De melkvee- en varkenshouderij kent een verscheidenheid aan bedrijven. De sector evolueert in Vlaanderen naar minder bedrijven en een grotere veestapel per bedrijf. Deze evolutie gaat gepaard met een relatief nieuwe uitdaging in de sector: een groeiende nood aan werkkrachten.
Goede omgang met dieren en juiste ingesteldheid cruciaal
De werkkrachten die de melkvee- en varkenshouders willen aantrekken of vandaag al in dienst hebben, moeten vooral de juiste ingesteldheid hebben. Gemotiveerd zijn om te werken en bij te leren, en een goede omgang met dieren zijn belangrijker dan ervaring in de sector. Werkkrachten moeten verder flexibel zijn om op minder gangbare uren te willen werken.
Ook het financiële aspect vormt een moeilijkheid voor bedrijven. Om mensen aan te werven en in dienst te houden moet de bedrijfsopbrengst voldoende hoog en zeker zijn. Wanneer de bedrijfsleiders hierover twijfelen, durven ze de stap naar het inschakelen van extern personeel vaak niet zetten.

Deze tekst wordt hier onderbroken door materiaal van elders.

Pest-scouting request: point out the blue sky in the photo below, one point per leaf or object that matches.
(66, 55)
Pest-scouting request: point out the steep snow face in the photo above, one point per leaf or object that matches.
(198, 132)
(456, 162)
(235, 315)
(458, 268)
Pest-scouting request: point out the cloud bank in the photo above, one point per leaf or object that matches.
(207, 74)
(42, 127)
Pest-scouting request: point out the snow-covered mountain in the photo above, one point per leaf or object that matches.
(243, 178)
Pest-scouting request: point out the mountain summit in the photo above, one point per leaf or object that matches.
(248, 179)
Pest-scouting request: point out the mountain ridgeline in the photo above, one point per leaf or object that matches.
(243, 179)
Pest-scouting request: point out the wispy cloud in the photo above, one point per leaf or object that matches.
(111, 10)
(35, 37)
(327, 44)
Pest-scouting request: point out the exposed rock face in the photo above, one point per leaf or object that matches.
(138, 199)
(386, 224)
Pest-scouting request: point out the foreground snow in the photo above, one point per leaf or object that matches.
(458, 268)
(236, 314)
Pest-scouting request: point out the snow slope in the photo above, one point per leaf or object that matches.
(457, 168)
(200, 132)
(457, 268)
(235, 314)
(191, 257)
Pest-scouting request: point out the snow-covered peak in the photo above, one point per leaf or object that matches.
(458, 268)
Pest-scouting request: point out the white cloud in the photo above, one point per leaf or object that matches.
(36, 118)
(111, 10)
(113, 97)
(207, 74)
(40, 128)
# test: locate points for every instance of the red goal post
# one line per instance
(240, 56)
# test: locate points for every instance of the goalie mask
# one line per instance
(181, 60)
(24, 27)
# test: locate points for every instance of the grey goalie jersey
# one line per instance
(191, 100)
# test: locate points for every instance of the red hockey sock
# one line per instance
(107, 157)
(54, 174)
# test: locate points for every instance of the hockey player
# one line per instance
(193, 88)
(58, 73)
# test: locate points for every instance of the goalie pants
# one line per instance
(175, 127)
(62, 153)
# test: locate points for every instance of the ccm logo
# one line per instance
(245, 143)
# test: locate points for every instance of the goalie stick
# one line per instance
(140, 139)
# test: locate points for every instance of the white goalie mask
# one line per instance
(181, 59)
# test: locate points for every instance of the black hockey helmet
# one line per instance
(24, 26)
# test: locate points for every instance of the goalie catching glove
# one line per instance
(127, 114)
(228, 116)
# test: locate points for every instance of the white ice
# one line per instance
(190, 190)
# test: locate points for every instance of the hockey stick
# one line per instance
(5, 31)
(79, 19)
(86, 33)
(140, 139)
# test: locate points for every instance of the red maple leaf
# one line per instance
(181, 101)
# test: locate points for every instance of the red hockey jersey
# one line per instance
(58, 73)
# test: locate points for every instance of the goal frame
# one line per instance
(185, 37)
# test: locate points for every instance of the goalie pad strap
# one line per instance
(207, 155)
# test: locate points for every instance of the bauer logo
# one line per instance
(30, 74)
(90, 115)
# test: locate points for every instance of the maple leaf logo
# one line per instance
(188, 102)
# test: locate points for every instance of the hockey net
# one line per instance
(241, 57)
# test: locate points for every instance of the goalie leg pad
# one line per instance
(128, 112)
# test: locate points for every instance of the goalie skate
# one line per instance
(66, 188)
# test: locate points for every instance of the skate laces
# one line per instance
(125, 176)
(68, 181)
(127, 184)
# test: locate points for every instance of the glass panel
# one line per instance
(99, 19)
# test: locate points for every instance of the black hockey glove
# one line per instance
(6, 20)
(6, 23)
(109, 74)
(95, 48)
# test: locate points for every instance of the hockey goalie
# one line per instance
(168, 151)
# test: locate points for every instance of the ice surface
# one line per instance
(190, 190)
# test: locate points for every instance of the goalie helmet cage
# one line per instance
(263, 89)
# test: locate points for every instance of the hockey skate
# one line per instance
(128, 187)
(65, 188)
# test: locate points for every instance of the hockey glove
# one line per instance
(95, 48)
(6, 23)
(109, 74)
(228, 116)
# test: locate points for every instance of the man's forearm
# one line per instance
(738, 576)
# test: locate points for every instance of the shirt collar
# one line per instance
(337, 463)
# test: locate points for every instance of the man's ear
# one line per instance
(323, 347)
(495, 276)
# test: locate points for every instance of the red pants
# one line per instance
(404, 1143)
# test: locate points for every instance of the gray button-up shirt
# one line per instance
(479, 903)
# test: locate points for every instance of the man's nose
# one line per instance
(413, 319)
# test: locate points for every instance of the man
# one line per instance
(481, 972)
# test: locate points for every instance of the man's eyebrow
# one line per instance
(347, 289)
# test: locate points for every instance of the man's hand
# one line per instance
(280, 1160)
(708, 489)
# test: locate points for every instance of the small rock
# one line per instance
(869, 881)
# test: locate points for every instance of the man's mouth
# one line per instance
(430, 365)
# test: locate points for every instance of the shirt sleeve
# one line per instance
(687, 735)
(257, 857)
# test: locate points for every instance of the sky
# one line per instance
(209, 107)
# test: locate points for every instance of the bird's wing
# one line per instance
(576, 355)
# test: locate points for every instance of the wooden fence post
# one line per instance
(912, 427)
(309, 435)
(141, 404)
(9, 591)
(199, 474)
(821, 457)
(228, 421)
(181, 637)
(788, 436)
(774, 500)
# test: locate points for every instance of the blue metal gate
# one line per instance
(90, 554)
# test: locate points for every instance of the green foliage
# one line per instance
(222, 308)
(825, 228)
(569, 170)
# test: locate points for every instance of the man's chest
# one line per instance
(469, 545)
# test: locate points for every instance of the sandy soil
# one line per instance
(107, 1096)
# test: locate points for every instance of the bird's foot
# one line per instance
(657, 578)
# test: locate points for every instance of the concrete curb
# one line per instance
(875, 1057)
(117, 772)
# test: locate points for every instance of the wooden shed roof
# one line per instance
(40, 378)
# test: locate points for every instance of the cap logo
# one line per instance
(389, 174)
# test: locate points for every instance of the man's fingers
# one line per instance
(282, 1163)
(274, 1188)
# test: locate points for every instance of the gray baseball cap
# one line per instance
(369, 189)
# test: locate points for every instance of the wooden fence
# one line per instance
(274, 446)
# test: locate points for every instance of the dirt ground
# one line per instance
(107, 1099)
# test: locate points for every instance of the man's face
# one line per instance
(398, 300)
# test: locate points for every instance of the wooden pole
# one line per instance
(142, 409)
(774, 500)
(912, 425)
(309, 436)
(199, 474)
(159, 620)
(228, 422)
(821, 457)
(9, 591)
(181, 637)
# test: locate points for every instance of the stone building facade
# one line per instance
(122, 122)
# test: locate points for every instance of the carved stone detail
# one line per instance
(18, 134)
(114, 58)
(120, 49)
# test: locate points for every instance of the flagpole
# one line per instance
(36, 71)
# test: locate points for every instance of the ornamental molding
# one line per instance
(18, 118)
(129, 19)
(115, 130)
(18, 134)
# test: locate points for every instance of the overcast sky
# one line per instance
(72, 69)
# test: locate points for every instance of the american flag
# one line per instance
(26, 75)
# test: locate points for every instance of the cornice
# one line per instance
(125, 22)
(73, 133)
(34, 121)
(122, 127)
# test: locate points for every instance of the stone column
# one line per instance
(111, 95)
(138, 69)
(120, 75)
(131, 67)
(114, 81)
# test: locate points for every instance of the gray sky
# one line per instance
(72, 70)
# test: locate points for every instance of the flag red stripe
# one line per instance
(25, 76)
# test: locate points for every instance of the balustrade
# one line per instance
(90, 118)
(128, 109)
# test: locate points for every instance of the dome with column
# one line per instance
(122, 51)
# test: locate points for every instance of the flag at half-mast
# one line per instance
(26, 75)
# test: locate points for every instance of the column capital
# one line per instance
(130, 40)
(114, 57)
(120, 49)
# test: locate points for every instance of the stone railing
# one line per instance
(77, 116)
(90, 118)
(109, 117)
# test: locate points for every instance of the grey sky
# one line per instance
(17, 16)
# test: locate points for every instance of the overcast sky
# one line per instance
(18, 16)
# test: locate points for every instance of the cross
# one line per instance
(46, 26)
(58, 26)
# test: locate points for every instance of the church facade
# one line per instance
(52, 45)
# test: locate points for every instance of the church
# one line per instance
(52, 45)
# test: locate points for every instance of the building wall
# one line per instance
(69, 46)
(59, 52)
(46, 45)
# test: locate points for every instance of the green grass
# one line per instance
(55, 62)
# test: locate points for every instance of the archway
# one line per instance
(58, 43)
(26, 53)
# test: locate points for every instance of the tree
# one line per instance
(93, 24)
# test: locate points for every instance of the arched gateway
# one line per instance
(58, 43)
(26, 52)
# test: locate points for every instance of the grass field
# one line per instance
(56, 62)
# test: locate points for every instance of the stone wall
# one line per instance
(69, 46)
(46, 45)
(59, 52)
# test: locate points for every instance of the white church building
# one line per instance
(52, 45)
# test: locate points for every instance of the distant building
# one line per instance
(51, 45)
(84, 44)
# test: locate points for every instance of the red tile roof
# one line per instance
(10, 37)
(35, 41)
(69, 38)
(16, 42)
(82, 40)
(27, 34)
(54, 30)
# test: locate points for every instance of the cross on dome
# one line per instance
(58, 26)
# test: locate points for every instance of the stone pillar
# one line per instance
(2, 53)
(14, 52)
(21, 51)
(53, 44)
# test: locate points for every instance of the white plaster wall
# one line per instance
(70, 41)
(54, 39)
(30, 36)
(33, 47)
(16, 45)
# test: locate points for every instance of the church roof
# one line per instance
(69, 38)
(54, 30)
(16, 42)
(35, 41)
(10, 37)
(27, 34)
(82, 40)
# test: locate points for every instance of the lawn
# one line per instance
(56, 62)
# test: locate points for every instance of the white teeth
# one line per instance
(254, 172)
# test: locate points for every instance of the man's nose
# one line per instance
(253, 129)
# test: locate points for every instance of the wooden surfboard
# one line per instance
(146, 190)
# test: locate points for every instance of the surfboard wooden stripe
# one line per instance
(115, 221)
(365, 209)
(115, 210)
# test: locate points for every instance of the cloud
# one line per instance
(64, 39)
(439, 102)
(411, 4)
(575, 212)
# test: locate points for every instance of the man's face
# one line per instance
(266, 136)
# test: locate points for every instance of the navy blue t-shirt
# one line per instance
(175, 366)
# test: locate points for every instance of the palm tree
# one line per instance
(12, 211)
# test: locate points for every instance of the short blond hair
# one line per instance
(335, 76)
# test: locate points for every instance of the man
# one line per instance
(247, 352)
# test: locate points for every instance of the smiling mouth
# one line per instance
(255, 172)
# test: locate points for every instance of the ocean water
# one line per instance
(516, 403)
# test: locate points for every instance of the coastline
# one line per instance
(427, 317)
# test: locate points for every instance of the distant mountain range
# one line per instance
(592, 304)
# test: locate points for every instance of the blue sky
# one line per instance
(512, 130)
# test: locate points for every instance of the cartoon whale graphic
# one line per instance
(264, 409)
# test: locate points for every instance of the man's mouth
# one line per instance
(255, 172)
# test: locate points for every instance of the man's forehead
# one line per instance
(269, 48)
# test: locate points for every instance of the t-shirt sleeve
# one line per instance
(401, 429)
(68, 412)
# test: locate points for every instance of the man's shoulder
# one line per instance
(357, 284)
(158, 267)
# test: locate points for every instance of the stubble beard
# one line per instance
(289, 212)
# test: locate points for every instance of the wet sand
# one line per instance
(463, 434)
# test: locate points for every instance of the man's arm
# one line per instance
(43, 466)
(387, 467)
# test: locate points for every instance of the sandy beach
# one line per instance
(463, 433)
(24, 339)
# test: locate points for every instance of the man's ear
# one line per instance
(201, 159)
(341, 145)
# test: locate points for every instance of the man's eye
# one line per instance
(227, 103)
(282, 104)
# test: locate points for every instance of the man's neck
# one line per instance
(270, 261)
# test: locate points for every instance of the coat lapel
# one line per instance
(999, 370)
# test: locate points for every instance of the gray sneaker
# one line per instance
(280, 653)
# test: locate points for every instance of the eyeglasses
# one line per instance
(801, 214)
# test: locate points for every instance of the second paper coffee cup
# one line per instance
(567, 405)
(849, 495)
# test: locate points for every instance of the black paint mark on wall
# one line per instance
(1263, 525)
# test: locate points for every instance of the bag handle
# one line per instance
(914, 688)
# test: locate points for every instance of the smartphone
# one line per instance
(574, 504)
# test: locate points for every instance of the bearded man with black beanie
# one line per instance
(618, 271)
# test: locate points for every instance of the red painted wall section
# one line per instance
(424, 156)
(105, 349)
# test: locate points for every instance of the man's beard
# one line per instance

Daarnaast is er onzekerheid over de regelgeving, het beheer en de aanwerving van externe werkkrachten. Met de ondersteuning van een sociaal secretariaat of organisatie voor land- en tuinbouwers is dat iets minder het geval. Het blijft zowel voor de veehouders als voor de ondersteunende organisaties vaak zoeken naar de juiste formule. Zo komen niet alle openstaande vacatures van de veehouders terecht in de vacaturebank van VDAB.